DNA-binding domain (DBD) is a database of predicted sequence-specific DNA-binding transcription factors (TFs) for all publicly available proteomes. The proteomes have increased from 150 in the initial version of DBD to over 700 in the current version. All predicted TFs must contain a significant match to a hidden Markov model representing a sequence-specific DNA-binding domain family. Access to TF predictions is provided through http://transcriptionfactor.org , where new search options are now provided such as searching by gene names in model organisms, searching for all proteins in a particular DBD family and specific organism. We illustrate the application of this type of search facility by contrasting trends of DBD family occurrence throughout the tree of life, highlighting the clear partition between eukaryotic and prokaryotic DBD expansions. The website content has been expanded to include dedicated pages for each TF containing domain assignment details, gene names, links to external databases and links to TFs with similar domain arrangements. We compare the increase in number of predicted TFs with proteome size in eukaryotes and prokaryotes. Eukaryotes follow a slower rate of increase in TFs than prokaryotes, which could be due to the presence of splice variants or an increase in combinatorial control.

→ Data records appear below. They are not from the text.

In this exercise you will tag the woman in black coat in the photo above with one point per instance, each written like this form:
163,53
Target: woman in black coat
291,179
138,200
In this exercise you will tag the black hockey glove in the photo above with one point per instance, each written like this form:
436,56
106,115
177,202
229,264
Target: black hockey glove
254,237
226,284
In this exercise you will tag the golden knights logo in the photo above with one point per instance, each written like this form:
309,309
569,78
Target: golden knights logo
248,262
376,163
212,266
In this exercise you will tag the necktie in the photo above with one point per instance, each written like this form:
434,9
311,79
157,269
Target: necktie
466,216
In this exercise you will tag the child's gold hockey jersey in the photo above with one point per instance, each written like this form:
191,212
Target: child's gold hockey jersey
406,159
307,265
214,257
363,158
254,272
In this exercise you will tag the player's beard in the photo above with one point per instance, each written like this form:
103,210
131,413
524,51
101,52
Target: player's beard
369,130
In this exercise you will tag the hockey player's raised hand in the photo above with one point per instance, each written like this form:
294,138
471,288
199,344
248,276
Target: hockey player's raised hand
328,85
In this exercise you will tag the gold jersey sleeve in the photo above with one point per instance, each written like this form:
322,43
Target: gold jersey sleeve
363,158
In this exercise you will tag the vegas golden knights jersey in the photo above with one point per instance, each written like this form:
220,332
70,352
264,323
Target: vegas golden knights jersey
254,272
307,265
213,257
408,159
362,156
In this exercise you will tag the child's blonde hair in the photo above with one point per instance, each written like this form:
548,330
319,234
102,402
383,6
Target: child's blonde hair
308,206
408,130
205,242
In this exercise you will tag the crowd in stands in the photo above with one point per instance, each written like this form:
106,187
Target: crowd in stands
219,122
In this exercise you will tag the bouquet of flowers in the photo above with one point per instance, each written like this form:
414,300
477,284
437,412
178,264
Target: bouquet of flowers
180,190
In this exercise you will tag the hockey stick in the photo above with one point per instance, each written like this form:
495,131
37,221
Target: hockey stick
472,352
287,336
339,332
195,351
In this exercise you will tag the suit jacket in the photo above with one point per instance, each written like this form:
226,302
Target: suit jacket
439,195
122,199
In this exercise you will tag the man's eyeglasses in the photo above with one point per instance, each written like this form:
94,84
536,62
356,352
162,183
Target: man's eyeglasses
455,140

Sequence-specific DNA-binding transcription factors (TFs) each recognize a family of cis -regulatory DNA sequences described by a consensus motif ( 1 ) or position-specific weight matrix ( 2 ). They regulate spatial and temporal gene expression by binding to DNA and either activating or repressing action of an RNA polymerase. Like other proteins, TFs are composed of evolutionary units called domains, which belong to families that can occur in many different proteins and various domain combinations. In the DBD database, we define TFs as proteins containing a sequence-specific DNA-binding domain (DBD). Other databases, such as TrSDB ( 3 ), or data sets, such as Messina et al. ( 4 ), include both specific and general TFs. The precise description of TFs as sequence-specific DNA-binding we use is useful in a wide variety of studies. Examples include: improving genome annotation; high-throughput experiments such as ChIP–chip, protein chip or yeast one-hybrid ( 5 ); and studies of the evolution of gene regulation comparing multiple genomes ( 6 ), or gene regulation networks ( 7 ). The DBD database has been used as an annotation tool in the context of the InterPro ( 8 ) and FlyTF ( http://FlyTF.org ) ( 9 ) databases.
Access to the DBD database is via http://transcriptionfactor.org , where all data is available for viewing and immediate download. The community can browse predictions for over 700 species (from Arabidopsis thaliana to Zymomonas mobilis ) or DBD family (including helix–turn–helix, zinc-fingers, homeobox and many others); search predictions by sequence identifier or domain family; receive classifications for submitted protein sequences, and download our domain assignments, as well as our manually curated list of DBDs.
The prediction method in the DBD database ( 10 ) uses hidden Markov models (HMMs) to identify domains in proteins from two databases: SUPERFAMILY ( 11 ) and Pfam ( 12 ). From DBD release 2.0 onwards, updated annotation resulted in 303 HMMs from SUPERFAMILY and 145 from Pfam compared to a total of 251 HMMs in the first version of DBD. The HMMs from SUPERFAMILY represent 37 superfamilies and 87 families according to the definitions in the SCOP database ( 13 ). This includes 98 new models representing 37 sequence-specific DBD families. This resulted in an increase in additional TF predictions of 4.7%, for the 150 organisms in the original version of DBD.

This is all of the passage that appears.